# FOR YOU AF GUYS



## cole226 (Feb 8, 2013)

Might want to check out this auction. Check the whole listing, they're scattered thru it.

Might be something _you have to have!_

https://www.liveauctioneers.com/catalog/159049_winter-antique-auction/


----------



## Fire21 (Mar 9, 2014)

Oh, I thought maybe this was some news for us former Air Force people...hwell: :laugh:


----------



## kvlazer22 (Jan 27, 2020)

cole226 said:


> Might want to check out this auction. Check the whole listing, they're scattered thru it.
> 
> Might be something _you have to have!_
> 
> https://www.liveauctioneers.com/catalog/159049_winter-antique-auction/


Thanks for the recommendation, I was able to slam the hammer on a 336!


----------



## mopac (Feb 24, 2011)

Congrats on adding a 336 to the collection.
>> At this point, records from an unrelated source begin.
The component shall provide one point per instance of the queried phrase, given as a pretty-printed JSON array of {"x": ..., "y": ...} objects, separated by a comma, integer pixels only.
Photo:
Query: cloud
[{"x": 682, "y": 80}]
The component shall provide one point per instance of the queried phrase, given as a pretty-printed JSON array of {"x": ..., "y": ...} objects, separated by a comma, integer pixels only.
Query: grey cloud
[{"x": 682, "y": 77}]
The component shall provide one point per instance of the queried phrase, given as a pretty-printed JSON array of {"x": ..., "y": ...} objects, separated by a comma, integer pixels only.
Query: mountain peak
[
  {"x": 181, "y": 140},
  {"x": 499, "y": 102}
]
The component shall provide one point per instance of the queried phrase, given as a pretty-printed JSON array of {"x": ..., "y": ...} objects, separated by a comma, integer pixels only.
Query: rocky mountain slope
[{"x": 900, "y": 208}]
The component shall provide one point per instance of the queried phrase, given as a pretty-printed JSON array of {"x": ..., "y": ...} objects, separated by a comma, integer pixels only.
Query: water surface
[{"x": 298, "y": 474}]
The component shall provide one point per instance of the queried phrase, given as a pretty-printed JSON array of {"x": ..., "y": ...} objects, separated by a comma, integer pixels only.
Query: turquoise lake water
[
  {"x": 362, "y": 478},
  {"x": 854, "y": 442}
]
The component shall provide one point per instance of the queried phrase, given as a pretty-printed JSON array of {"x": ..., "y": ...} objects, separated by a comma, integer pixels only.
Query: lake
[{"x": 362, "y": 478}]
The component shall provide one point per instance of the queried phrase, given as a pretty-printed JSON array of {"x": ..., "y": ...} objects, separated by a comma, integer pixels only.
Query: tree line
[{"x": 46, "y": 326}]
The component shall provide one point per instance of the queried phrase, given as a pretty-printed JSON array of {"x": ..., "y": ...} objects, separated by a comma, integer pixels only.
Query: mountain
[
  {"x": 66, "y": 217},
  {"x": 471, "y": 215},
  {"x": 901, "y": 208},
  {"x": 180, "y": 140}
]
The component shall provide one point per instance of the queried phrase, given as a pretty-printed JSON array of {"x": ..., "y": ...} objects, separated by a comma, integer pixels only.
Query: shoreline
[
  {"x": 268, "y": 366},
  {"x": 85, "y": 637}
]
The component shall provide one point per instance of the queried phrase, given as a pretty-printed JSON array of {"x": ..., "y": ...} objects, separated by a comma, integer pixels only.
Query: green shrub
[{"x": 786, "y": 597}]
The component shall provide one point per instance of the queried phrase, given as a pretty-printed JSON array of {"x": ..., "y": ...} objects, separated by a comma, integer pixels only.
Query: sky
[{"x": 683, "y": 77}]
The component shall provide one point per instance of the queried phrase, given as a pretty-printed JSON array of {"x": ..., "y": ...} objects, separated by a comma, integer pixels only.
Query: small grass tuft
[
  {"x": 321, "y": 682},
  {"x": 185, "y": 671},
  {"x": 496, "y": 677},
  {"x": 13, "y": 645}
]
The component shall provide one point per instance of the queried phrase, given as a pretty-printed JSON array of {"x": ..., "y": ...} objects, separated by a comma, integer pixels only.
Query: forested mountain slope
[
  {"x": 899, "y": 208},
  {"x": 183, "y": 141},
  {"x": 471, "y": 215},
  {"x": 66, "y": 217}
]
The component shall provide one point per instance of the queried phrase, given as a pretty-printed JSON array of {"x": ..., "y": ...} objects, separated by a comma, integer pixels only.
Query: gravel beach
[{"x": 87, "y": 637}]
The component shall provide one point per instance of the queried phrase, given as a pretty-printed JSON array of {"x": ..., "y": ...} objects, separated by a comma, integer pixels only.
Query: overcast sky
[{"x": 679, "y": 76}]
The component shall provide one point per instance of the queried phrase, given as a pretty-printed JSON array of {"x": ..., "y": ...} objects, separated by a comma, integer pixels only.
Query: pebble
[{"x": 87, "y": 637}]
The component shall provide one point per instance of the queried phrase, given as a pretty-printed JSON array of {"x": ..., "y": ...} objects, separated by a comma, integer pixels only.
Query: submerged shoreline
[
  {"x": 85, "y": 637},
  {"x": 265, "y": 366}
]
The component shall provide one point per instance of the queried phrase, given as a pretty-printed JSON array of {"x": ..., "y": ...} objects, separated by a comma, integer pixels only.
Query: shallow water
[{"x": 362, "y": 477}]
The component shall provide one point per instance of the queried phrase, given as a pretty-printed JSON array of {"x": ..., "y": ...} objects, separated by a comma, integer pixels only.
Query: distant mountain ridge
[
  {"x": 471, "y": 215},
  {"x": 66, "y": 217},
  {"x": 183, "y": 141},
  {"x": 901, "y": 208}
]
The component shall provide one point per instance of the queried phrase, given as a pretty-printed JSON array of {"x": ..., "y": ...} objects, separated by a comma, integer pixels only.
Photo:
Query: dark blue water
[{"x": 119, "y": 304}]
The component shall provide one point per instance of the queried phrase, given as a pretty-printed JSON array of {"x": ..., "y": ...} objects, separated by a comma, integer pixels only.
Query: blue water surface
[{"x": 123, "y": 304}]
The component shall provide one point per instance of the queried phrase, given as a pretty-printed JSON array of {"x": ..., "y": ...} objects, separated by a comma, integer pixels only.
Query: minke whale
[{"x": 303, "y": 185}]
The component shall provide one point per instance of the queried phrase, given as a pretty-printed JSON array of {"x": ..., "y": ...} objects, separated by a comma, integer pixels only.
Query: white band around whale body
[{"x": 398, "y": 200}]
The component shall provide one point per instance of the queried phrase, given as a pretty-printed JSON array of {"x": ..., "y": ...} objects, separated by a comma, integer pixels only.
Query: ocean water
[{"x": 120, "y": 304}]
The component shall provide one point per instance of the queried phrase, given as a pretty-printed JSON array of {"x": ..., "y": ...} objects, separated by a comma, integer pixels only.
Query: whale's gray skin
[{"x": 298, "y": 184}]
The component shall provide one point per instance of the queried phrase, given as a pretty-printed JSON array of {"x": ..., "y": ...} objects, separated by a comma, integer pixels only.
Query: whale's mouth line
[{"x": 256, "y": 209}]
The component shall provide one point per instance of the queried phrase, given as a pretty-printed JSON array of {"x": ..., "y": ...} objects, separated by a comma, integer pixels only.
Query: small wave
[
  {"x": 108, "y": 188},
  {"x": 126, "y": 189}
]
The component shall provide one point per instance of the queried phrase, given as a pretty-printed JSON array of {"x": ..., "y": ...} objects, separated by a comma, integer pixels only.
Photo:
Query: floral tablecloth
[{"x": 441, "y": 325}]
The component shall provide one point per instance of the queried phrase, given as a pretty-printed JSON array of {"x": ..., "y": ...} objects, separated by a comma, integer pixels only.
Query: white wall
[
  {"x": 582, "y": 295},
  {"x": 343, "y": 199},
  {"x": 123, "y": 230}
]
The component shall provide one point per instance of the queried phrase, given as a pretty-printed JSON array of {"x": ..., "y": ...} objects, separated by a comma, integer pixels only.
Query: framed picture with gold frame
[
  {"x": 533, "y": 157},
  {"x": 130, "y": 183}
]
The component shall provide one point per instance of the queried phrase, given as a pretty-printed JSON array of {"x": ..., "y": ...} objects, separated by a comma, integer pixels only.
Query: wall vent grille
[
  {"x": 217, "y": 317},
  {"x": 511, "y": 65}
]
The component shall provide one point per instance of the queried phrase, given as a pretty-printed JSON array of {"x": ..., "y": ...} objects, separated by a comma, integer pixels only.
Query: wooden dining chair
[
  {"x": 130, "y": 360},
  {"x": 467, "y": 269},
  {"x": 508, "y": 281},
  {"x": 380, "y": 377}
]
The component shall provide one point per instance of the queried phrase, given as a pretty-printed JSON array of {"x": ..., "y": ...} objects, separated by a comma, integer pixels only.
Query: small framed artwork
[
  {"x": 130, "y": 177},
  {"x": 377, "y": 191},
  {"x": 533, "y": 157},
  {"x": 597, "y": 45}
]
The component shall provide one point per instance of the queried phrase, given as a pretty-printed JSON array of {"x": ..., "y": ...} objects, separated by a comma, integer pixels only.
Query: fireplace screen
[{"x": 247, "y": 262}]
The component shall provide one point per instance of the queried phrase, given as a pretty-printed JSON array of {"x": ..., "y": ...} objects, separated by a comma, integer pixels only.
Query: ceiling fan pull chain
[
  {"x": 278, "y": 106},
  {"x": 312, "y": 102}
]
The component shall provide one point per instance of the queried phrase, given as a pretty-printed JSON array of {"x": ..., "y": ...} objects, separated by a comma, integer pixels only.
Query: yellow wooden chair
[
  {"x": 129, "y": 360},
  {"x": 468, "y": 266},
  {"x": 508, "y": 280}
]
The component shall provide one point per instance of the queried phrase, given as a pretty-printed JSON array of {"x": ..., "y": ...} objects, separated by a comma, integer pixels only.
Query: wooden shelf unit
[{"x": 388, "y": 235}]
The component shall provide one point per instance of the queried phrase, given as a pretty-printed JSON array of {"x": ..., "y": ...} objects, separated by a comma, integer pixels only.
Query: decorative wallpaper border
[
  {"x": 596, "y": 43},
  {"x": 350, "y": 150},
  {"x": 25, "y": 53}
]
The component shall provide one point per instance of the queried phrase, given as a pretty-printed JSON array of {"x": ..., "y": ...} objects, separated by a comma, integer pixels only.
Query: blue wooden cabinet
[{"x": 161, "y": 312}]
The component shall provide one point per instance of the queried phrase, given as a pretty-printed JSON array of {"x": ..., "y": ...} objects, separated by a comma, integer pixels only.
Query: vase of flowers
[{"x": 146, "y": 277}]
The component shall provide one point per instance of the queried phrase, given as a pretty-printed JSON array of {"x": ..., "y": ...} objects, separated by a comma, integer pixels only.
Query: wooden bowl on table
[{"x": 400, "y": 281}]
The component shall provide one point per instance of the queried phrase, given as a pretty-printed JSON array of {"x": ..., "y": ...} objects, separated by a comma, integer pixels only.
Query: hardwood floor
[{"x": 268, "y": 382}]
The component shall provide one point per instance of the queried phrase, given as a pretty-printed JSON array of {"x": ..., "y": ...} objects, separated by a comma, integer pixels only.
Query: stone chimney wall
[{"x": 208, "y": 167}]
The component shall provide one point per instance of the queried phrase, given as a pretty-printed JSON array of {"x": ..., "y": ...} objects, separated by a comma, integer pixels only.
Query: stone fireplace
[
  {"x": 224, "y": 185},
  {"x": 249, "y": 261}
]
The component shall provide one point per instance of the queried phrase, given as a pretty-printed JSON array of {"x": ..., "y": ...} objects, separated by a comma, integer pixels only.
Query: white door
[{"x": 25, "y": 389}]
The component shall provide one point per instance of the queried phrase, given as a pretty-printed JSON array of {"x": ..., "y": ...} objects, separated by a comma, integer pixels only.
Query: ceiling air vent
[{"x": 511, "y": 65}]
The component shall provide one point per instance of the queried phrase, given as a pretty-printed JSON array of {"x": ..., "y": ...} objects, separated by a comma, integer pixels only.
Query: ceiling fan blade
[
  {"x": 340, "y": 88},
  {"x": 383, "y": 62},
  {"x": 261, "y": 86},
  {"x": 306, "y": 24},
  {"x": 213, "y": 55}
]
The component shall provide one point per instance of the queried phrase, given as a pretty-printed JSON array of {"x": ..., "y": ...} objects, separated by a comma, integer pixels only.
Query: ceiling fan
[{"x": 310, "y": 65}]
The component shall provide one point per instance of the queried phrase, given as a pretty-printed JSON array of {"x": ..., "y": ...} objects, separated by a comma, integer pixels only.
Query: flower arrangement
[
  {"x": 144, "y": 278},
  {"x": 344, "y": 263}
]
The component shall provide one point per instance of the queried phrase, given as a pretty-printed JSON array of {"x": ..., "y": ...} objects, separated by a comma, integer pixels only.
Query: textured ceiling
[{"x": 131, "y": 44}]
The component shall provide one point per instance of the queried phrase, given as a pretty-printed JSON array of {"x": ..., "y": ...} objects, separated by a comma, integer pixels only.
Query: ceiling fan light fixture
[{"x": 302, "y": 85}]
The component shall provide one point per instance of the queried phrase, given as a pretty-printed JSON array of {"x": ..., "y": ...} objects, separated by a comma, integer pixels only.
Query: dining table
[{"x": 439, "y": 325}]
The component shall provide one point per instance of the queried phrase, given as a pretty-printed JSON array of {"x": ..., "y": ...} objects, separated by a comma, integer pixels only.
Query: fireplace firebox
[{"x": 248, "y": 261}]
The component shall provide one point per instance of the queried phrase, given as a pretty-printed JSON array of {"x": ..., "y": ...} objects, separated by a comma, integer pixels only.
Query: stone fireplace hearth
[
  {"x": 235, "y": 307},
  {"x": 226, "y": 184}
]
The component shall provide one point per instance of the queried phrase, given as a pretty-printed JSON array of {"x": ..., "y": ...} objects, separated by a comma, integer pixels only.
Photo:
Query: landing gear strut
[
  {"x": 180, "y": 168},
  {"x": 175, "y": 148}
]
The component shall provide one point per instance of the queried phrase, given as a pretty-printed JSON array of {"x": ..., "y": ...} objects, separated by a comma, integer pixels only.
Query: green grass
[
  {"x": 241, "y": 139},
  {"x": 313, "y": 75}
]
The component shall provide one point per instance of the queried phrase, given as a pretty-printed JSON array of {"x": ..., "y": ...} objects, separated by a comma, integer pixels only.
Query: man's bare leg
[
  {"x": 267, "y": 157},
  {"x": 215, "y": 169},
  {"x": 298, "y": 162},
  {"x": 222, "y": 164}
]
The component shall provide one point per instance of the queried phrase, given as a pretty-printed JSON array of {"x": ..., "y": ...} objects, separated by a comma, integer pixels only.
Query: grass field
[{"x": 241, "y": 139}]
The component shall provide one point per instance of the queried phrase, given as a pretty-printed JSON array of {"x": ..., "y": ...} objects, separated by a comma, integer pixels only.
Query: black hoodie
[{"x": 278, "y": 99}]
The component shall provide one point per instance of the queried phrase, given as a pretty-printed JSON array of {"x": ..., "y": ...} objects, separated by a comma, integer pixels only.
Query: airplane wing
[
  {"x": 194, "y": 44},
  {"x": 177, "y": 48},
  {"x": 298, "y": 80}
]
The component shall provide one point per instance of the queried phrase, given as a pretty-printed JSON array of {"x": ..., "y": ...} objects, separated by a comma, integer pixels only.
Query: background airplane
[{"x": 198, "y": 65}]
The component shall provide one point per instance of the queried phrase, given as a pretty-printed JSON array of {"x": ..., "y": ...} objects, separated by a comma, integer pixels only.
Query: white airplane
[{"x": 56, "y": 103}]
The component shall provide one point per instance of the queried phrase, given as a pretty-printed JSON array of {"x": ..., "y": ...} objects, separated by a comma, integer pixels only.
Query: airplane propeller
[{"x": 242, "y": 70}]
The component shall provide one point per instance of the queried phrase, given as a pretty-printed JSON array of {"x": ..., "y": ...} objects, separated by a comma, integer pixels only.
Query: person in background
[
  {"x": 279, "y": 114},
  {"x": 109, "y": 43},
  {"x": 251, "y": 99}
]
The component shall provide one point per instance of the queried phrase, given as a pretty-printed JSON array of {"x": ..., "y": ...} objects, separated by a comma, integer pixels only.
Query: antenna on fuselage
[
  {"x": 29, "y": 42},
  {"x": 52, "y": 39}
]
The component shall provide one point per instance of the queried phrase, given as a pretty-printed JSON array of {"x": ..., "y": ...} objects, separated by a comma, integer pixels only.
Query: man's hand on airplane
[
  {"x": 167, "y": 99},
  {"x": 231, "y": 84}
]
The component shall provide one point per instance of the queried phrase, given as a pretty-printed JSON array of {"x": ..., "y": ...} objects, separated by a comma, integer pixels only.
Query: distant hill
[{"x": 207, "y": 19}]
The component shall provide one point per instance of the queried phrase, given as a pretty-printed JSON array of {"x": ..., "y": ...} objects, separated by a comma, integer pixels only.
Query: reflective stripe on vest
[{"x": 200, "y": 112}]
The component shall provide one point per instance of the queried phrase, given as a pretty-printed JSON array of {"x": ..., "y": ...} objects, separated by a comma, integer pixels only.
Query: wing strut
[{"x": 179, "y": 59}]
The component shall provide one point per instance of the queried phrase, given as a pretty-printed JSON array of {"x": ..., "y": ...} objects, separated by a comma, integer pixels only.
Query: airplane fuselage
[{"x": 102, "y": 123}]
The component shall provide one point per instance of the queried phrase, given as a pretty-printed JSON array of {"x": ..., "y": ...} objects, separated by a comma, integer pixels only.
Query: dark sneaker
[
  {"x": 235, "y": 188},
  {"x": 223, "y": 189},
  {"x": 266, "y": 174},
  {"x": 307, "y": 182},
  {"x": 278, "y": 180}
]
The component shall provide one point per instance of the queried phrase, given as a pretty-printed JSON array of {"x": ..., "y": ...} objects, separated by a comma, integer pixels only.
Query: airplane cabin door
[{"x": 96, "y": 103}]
I have one and love it.

Feel free to post pics of it.


----------



## AmFlyer (Mar 16, 2012)

336, a great engine to have!


----------



## cole226 (Feb 8, 2013)

kvlazer22 said:


> Thanks for the recommendation, I was able to slam the hammer on a 336!


Good for you.

I thought they had quite abit of Flyer stuff somebody might have been interested in.

Glad it worked out for u.


----------



## AmFlyerFan (Jan 27, 2019)

I looked at that auction site. Lot's of stuff, but with a 24% buyers premium, no real deals.
I'll keep looking for that needle in a haystack.


----------



## AFGP9 (Apr 8, 2015)

That's a pretty stiff buyers premium. 10-15% maybe. I think this buyer/seller premium bit has gotten out of hand. I have never agreed with the whole concept in the first place. The auction house charges the seller a percentage, usually 25%, of gross then adds the premium charge too. I have a auctioneer friend who charges 10% seller and buyer premium plus the 25% of gross sales. 

Kenny


----------



## flyernut (Oct 31, 2010)

Premiums are terrible.. The auction site/company gets paid both front and back. There's a sellers fee and a buyers fee. Hate to tell you what those car auction site get, like Mecum and Barrat-Jackson.


----------



## AmFlyerFan (Jan 27, 2019)

Like flyernut said; premiums are terrible for a lot of things.
A lot of people will pay though, just not me.
I do like looking through haystacks.


----------